En su tratado sobre la poética, Aristóteles recomienda a los autores del género literario la tragedia, que después de exponer las primeras acciones de la obra, introduzcan en ella lo contrario, es decir, las peripecias, que como el vocablo lo indica, es aquella parte del espectáculo teatral, que viene a constituir el drama fatal.
En esta columna pienso el desarrollo de la obra teatral al revés. Primero la peripecia y después las acciones iniciales.
Para los griegos, los géneros teatrales constituían aspectos fundamentales de su cultura, pues a través de ellos se conocían mejor, explorándose interiormente, hasta conseguir la catarsis, esto es, la purificación de las díscolas pasiones humanas.

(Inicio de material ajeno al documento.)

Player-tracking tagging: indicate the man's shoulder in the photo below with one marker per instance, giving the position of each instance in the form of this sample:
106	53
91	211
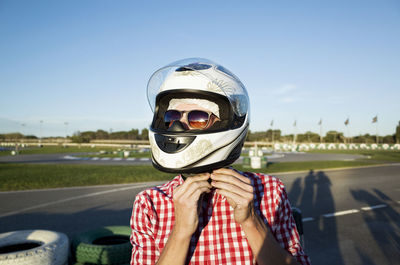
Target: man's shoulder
265	180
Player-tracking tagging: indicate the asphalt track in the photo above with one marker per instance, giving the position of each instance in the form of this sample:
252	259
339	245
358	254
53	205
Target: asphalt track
75	159
351	216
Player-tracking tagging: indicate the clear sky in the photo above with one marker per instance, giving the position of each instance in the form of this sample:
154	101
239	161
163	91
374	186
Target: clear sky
88	62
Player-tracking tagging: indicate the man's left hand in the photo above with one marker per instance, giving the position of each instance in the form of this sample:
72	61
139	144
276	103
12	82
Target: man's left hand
238	191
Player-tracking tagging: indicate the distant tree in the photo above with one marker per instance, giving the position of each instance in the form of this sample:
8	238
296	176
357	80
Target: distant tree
144	135
308	137
102	135
334	137
77	137
389	139
134	133
88	136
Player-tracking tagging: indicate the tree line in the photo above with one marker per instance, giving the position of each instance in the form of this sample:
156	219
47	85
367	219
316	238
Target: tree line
268	136
311	137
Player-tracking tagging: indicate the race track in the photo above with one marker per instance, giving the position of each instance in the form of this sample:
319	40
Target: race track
350	216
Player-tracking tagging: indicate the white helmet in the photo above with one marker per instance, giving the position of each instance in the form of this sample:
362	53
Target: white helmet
177	150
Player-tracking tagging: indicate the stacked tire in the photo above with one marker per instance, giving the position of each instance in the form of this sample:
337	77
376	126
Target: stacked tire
28	247
107	245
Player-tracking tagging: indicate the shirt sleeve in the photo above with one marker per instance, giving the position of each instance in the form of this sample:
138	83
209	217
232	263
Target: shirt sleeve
284	227
144	250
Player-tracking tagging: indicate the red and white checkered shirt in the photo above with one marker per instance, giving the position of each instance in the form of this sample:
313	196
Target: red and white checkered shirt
218	239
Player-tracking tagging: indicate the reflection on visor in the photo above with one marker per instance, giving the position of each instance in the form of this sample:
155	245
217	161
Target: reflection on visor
193	66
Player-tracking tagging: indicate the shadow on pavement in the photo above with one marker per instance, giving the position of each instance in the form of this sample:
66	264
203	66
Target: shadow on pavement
383	225
315	195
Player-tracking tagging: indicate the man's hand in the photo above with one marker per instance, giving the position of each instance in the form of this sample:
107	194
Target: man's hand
238	191
186	199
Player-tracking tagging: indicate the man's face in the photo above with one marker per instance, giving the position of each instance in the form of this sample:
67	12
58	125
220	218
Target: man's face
191	116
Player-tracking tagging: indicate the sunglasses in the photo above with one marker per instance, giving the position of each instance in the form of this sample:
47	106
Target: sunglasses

Afortunadamente, ese patrimonio cultural lo tenemos por herencia en occidente y es fácilmente constatable que los pueblos que cuentan con dramaturgos y gentes interesadas en las obras teatrales, son más civilizados que aquellos que carecen de esas disposiciones.
Peripecia a cargo de la Corte Suprema de Justicia de Colombia.
A partir de los años 2014 en adelante, esta entidad viene pronunciando sentencias equivocadas, por no decir aviesas, sobre la categoría de los bien llamados, desde viejos tiempos, terrenos baldíos.
Esta categoría está acuñada a favor del Estado colombiano y la debemos interpretar, como una ruralidad insulsa.
Pero ocurre que la Ley 200 de 1936, que hizo parte esencial y radical de la teoría política que se llamó Revolución en Marcha, del visionario presidente de la República, Alfonso López Pumarejo, le torció el cuello a aquella momia inactiva.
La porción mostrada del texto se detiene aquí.